What would need to call pfn_zone in between first and second stage?

If something calls pfn_zone in between first and second stage isn't it
a feature if it crashes the kernel at boot?

Note: I suggested 0xff kernel crashing "until the second stage comes
around" during meminit at boot, not permanently.

		/*
		 * Use a fake node/zone (0) for now. Some of these pages
		 * (in memblock.reserved but not in memblock.memory) will
		 * get re-initialized via reserve_bootmem_region() later.
		 */

Specifically I relied on the comment "get re-initialized via
reserve_bootmem_region() later".

I assumed the second stage overwrites the 0,0 to the real zoneid/nid
value, which is clearly not happening, hence it'd be preferable to get
a crash at boot reliably.

Now I have CONFIG_DEFERRED_STRUCT_PAGE_INIT=n so the second stage
calling init_reserved_page(start_pfn) won't do much with
CONFIG_DEFERRED_STRUCT_PAGE_INIT=n but I already tried to enable
CONFIG_DEFERRED_STRUCT_PAGE_INIT=y yesterday and it didn't help, the
page->flags were still wrong for reserved pages in the "Unknown E820
type" region.

> > Whenever pfn_valid is true, it's better that the zoneid/nid is correct
> > all times, otherwise if the second stage fails we end up in a bug with
> > weird side effects.
> 
> Memory holes with a valid memmap might not have a zone/nid. For now, skipping reserved pages should be good enough, no?

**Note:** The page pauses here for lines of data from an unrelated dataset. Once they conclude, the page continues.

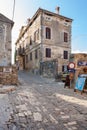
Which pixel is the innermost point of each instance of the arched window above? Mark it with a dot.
(48, 33)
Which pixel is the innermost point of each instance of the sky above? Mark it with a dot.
(74, 9)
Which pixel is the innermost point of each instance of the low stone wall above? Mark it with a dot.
(8, 75)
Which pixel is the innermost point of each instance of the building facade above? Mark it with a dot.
(5, 40)
(46, 37)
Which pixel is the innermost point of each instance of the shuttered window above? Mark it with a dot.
(48, 33)
(65, 54)
(48, 52)
(65, 37)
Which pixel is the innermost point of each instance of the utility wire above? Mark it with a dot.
(13, 10)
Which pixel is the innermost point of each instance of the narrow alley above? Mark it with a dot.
(42, 104)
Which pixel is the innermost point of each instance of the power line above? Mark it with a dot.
(13, 10)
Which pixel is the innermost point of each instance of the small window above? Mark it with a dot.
(36, 35)
(65, 54)
(63, 68)
(36, 54)
(48, 33)
(48, 52)
(30, 56)
(26, 58)
(65, 37)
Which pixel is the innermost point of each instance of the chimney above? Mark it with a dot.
(57, 10)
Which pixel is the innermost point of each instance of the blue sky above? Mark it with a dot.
(74, 9)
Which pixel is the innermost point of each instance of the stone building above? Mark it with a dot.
(80, 61)
(5, 40)
(8, 73)
(46, 37)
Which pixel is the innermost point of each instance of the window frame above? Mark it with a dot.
(65, 54)
(65, 37)
(48, 33)
(48, 52)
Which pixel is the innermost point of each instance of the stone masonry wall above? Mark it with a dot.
(8, 75)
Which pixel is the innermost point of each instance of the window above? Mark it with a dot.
(64, 68)
(65, 37)
(48, 52)
(65, 54)
(26, 58)
(36, 54)
(30, 41)
(30, 56)
(36, 35)
(48, 33)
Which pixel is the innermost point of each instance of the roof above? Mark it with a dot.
(43, 11)
(54, 14)
(6, 20)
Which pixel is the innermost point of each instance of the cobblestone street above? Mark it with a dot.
(42, 104)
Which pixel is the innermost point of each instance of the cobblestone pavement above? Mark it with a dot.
(42, 104)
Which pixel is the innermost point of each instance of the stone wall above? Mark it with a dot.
(8, 75)
(49, 68)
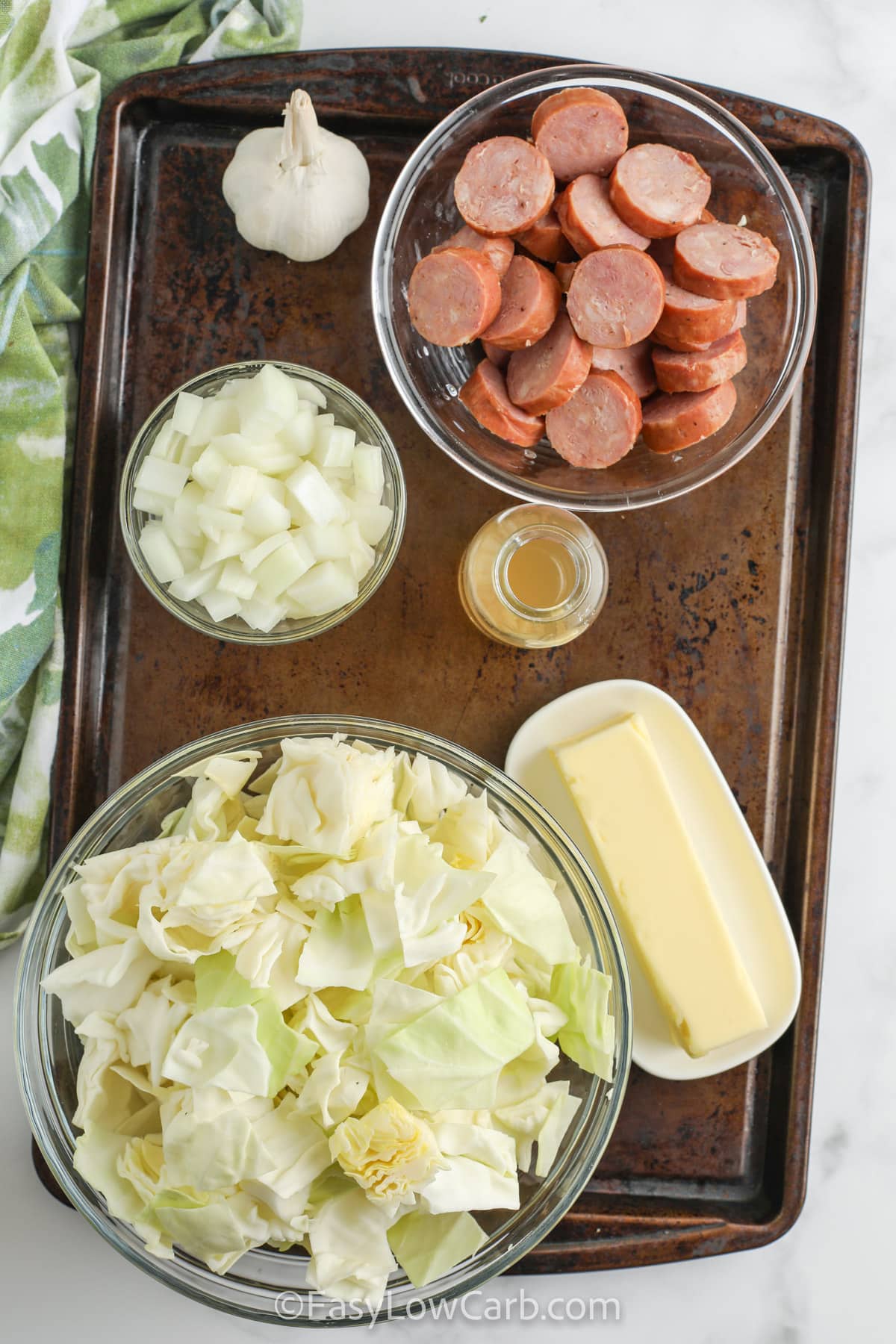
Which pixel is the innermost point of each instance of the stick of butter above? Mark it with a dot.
(657, 886)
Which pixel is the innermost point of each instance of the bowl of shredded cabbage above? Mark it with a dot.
(321, 1021)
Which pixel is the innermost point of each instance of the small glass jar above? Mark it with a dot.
(534, 577)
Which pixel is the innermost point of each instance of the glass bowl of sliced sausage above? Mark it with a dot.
(594, 288)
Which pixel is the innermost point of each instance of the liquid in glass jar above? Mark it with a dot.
(534, 577)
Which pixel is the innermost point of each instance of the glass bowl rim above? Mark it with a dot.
(590, 1133)
(798, 238)
(314, 625)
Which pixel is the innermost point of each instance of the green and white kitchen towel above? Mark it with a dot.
(58, 60)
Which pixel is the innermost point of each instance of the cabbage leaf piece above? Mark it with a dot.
(339, 949)
(458, 1048)
(583, 994)
(521, 903)
(215, 1229)
(390, 1152)
(107, 980)
(327, 794)
(210, 1142)
(429, 1245)
(237, 1039)
(479, 1169)
(351, 1256)
(429, 897)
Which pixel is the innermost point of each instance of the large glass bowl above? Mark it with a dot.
(746, 184)
(348, 410)
(47, 1048)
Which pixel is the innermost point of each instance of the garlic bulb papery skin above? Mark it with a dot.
(299, 191)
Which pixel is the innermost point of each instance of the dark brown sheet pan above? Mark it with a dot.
(731, 600)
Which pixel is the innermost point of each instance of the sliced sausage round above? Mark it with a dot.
(659, 190)
(664, 249)
(724, 261)
(504, 186)
(485, 396)
(497, 355)
(679, 420)
(499, 250)
(547, 374)
(633, 364)
(564, 272)
(615, 297)
(546, 240)
(453, 296)
(529, 302)
(700, 370)
(588, 220)
(581, 131)
(598, 425)
(692, 322)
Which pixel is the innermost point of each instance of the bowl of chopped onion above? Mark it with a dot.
(323, 1021)
(262, 503)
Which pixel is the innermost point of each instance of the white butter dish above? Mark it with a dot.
(724, 844)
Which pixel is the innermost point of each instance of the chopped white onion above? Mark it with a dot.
(264, 505)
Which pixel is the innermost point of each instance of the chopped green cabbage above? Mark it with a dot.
(323, 1009)
(588, 1036)
(429, 1245)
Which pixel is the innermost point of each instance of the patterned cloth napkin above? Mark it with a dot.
(58, 60)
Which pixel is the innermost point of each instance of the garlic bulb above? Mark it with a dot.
(299, 191)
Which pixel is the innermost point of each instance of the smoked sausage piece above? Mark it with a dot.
(485, 396)
(659, 190)
(497, 355)
(546, 240)
(679, 420)
(691, 322)
(564, 270)
(504, 186)
(724, 261)
(529, 302)
(633, 364)
(547, 374)
(453, 296)
(700, 370)
(615, 297)
(588, 220)
(598, 425)
(581, 131)
(499, 250)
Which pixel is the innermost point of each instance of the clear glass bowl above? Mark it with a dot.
(47, 1050)
(349, 410)
(747, 181)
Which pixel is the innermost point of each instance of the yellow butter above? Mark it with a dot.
(657, 886)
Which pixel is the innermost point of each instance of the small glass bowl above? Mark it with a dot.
(47, 1048)
(348, 410)
(746, 183)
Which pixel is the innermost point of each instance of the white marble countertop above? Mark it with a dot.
(830, 1277)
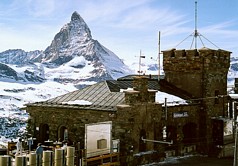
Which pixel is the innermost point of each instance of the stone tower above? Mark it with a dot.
(203, 74)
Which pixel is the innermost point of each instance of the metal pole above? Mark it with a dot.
(159, 57)
(235, 150)
(70, 156)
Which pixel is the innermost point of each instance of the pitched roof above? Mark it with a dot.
(106, 95)
(99, 95)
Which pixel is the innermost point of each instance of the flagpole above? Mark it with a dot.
(159, 57)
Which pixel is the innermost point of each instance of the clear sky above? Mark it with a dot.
(123, 26)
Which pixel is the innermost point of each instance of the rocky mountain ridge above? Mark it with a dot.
(73, 42)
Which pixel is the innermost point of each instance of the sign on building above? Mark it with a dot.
(180, 114)
(98, 138)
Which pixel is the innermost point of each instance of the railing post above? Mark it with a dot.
(20, 161)
(32, 159)
(70, 156)
(5, 160)
(47, 158)
(59, 157)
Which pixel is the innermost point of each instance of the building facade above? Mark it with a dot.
(146, 129)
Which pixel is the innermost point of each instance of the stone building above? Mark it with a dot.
(145, 127)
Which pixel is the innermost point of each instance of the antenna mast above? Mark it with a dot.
(159, 57)
(195, 31)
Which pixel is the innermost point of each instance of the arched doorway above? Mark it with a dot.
(142, 144)
(62, 133)
(171, 133)
(44, 133)
(190, 133)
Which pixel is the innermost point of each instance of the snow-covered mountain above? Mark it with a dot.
(73, 47)
(73, 59)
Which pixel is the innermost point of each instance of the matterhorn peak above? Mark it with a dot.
(76, 16)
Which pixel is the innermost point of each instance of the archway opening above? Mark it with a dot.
(44, 133)
(190, 133)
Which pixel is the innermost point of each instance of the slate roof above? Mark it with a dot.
(99, 95)
(105, 95)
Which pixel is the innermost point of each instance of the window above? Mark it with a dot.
(102, 144)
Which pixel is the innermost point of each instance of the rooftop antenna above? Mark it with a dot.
(139, 71)
(159, 57)
(195, 31)
(196, 34)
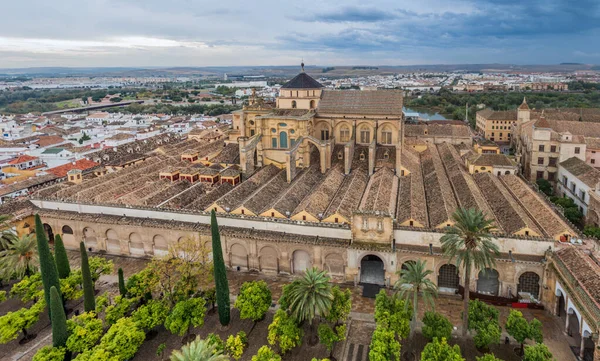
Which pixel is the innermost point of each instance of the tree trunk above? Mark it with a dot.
(466, 300)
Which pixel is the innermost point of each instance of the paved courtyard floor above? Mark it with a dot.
(361, 326)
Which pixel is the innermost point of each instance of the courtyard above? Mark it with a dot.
(356, 347)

zoneid is always a pure abstract concept, not just the RAM-holes but
the RAM itself doesn't have a zoneid at all.

Nid is hardware defined for RAM, but for reserved RAM holes it becomes
a pure software construct as the zoneid.

So while it's right that they have no zone/nid in the hardware, they
still have a very well defined zoneid/nid in the software implementation.

The page struct belongs to one and only one mem_map array, that has a
specific nodeid and nid. So it can be always initialized right even
for non-RAM.

Only if the pfn is !pfn_valid, then it has no page struct and then
there's no zone/nid association, but in that case there's no reason to
even worry about it since nobody can possibly get a wrong value out of
the page struct because there's no page struct in the case.

Last but not the least, RAM pages can be marked reserved and assigned
to hardware and so it'd be really messy if real reserved RAM pages
given to hw, behaved different than non-RAM that accidentally got a
struct page because of section alignment issues.